Saturday, November 14, 2015

"Frankenstein Created Woman" (1967) d / Freddie Francis

 photo Frankenstein_createdwoman_zpsaeaebfa9.jpg
Tonight's review, a 1967 cult classic as directed by one Freddie Francis, is the fourth in the Frankenstein series for the legendary Hammer Studios, half of a horror double bill with The Mummy's Shroud, and a metaphysically kooky one, at that. Besides the expected Peter Cushing in the lead, reprising his familiar role of Baron Frankenstein, this one also displays the Austrian Playboy Playmate Susan Denberg, dubbed here as the film's producers found her Austrian accent too thick for audiences, and Robert Morris, who'd also appeared in Quartermass and the Pit for the studio the same year. It's a showcase of Francis' ability to turn a disorientated script into an effective slice of gothic horror that may sound a bit like misogynist fantasies acted out for the big screen, but in actuality, stands as an empowering display of beautiful woman in the driver's seat, if by "driver's seat", we really mean "serial murders". Onward!

 photo fcwoman2_zps01235288.jpg
This imagery takes me back to a certain ultra-cheezy music video from the "Intensities in 10 Cities" album. You know the one...
After a young boy witnesses the public head chop of his criminal father at the guillotine, we see that he's grown into an adult named Hans (Robert Morris), excessively kindhearted for someone that's seen his dear da beheaded, at work as an assistant to Baron Frankenstein (Peter Cushing) and Doctor Hertz (Thorley Walters), and in love with the barkeep's disfigured, crippled daughter, Christina (Susan Denberg), who gets the piss taken out of her quite regularly, by three wealthy deviants named Anton, Karl, and Johan (Peter Bythe, Barry Warren, Derek Fowlds, respectively) who later beat her father to death with canes when he interrupts their late night theft of his wine, and frame Hans for the murder, when he refuses to use his alibi (he was having gimpy in n' out wiff Christina, wudn't he?) and spoil her name. It just so happens, that Frankenstein, having been revived from a cryogenic death-state himself, has invented a soul-trapping apparatus, which he uses on the freshly executed Hans, and when Christina returns to the soul-crushing news and does a suicide flopper into the drink, drowning herself, well, you can see where this is going, can't you?

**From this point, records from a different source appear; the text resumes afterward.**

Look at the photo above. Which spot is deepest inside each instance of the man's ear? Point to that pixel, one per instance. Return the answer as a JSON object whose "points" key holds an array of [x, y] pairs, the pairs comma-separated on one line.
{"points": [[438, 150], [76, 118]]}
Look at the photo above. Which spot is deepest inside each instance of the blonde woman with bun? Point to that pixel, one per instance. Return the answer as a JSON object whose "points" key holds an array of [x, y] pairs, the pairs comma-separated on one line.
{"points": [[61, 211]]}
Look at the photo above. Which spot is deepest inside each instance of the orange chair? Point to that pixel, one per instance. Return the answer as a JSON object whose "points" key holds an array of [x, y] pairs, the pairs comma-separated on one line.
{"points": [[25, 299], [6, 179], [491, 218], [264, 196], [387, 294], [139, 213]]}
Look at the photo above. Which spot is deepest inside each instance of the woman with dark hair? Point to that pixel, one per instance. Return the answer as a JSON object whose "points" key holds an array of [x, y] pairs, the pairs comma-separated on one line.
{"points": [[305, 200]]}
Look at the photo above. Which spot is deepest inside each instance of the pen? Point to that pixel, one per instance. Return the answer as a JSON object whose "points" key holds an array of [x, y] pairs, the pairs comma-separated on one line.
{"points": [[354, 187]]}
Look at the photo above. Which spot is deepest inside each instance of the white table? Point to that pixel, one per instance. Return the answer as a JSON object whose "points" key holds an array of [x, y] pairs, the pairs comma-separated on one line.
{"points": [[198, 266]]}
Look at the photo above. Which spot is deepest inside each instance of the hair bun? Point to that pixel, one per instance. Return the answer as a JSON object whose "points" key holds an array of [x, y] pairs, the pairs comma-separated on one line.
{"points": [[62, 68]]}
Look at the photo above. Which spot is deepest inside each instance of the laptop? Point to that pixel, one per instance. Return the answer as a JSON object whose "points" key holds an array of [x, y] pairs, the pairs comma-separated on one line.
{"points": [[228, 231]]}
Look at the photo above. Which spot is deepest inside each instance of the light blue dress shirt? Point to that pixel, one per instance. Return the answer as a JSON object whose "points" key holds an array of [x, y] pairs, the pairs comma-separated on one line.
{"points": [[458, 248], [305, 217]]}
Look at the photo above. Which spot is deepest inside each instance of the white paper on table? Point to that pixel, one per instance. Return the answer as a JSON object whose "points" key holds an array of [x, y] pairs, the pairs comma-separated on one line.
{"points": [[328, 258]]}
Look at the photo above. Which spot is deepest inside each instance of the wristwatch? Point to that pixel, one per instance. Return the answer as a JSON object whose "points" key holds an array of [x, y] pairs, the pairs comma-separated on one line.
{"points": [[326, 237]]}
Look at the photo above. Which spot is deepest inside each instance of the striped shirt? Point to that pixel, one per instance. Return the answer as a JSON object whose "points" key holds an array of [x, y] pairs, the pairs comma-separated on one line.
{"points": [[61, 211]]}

 photo fcwoman51_zpsd551024f.jpg
Harnessing the energy from Madonna's Blonde Ambition stage bra had proved disastrous for these men of science.
If you voted that Frankenstein used his medical knowledge to give a stay of execution to both parties involved, albeit a gruesome one, indeed, then give yourself a banana sticker. While the Baron uses surgery to repair all of Christina's physical flaws, he manages to trap Hans' disembodied soul inside the now beautiful young lady. That's not gonna work out the way you planned it, methinks, unless your plan was "get Hans' vengeful spirit to possess his former love and use her new fleshy wares to trap the three pompous perpetratin' bastards what put them in this metaphysical pickle in the first place". Naturally, Christina systematically snuffs the bastards at the ethereal insistence of her ghostly beau, and Frankenstein and Hertz only manage to piece it all together just as she's cancelling out the last of them for keeps. When the severed head informs her that her vengeful journey has come to an end, against the desperate pleas of Frankenstein, she takes the Nestea plunge into a waterfall, and re-drowns herself, to join her mate in the afterlife. For once, Frankenstein's comeuppance is merely psychological, and he walks away to collect his thoughts, and focus once again, on his work...

 photo fcwoman8_zps38f9b565.jpg
Susan Denberg wielding a meat cleaver? Halfway to full mast, with tingly potential.
Denberg would also appear in the "Mudd's Women" episode of Star Trek, which I have seen before, but can't recall whether the actress made an impression on me. I'm sure she did, and I just buried all memories of the poisonous sci-fi in the inner depths of my memory, including those of her. It is what it is, sci-fi dorks, I can't be someone I'm not... Rumors of her flipping her lid on L.S.D. and overdosing in the seventies, would seem to be unsubstantiated, probably. Cushing, as British Horror's elder statesman, would follow this up with Frankenstein Must Be Destroyed (1969), as well as assorted genre fare like Torture Garden (1967), Blood Beast Terror (1968), and Scream and Scream Again (1970). He certainly earned a packet of twenty unfiltered John Player fags, long his favorites, with his performance here. Either way, this is both must-see for film fans, and must own for genre completists, as it has earned an impressive three Wops on the rating scale. Grab a copy!

 photo Frankenstein_Created_Woman_050_zpsc16d79f3.jpg
The Herman's Hermits pop music concert scheduled tonight in the East End, has, regrettably, been cancelled. Health reasons cited.